Is it not true, however, that the thirty-five hour week and the European Summit on Employment resulted directly from workers protests? These political measures did not create any jobs, any more than the forty-hour week or part-time labor contracts. It was all a public relations stunt. It just means that the statist faction of the party of order is victorious in France and Italy, and that it is the duty of this faction to defend the process of eliminating jobs by fostering the illusion of their creation. This illusion has been called by various names: Market with State, New Social Contract, Market Socialism, etc. Without exception, however, the measures that are supposed to bring us closer to these “utopias” have led to increases in overtime, off-the-books work and wage reductions, all carried out to the tune of the song, Lavorare meno per lavorare tutti [“Work less so that everyone works”—Translator’s note].
The end of the class struggle is not the end of history; we face the paradoxical situation of an acceleration of the historical process that is being driven by anti-historical social forces.

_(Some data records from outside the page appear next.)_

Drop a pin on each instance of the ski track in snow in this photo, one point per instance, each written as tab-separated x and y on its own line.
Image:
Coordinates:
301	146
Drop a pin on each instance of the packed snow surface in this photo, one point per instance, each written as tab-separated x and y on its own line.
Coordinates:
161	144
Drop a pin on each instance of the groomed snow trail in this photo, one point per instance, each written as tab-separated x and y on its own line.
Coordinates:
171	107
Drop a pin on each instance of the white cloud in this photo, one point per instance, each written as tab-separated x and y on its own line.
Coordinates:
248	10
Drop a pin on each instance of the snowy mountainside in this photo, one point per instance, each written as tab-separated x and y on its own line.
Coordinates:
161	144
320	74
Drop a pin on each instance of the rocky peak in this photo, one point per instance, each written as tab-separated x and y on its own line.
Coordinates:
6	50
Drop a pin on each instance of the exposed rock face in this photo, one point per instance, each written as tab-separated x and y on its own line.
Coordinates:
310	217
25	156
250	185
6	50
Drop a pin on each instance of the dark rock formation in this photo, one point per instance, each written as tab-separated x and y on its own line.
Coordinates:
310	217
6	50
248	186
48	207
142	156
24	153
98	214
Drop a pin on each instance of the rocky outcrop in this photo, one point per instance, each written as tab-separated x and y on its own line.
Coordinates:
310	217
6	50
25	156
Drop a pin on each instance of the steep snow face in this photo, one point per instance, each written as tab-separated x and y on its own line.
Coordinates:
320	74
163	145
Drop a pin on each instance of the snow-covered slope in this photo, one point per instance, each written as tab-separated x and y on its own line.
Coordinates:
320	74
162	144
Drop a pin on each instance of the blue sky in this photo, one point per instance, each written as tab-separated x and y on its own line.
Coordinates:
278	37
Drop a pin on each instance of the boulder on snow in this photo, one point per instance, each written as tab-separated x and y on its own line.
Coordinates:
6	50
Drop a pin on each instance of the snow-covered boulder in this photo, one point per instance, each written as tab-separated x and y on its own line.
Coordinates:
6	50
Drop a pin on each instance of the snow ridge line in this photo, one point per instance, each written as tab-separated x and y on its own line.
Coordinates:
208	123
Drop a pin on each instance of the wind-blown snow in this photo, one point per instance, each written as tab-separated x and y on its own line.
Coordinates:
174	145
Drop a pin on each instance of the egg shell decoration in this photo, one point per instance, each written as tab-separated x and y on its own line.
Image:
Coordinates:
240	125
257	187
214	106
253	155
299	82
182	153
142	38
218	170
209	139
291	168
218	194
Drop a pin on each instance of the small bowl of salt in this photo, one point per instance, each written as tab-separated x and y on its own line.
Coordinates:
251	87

History has been obscured. In less than two decades, the classes, the parties that claimed to represent them and the social terrain itself have been vaporized. The same process has caused society to become a basket case and revolt, invisible. We get the impression that history has stopped, that things happen without anything really happening. Nothing, however, is really taking place; all that is seen is pure representation and spectacle, and what takes place in reality is not seen. For the condition sine qua non of reality in the society of the spectacle is secrecy. The real workers struggles began when the strikes ended; when a spectacle comes to an end, however, it is completely finished. Until the next one comes. Domination has set itself the task of producing the typical individuals of mass society, isolated, amorphous and manipulable, displaying the behavior to be expected from creatures in captivity, who together comprise a resigned majority, unified thanks to the spectacle, within which rebellion is nullified. There is only one way to put an end to it: to acquire the determination to oppose it, to think that something better is possible. But this is a eminently individual decision and, by not respecting the rules of the spectacle, a criminal one as well. In this sense the rebel finds himself in a position similar to that of the Soviet dissident within the Stalinist system. The definitive solution will require many people to say no, but the road to that conclusion has to begin one individual at a time. And “any man more right than his neighbors constitutes a majority of one already” (Thoreau, “Civil Disobedience”).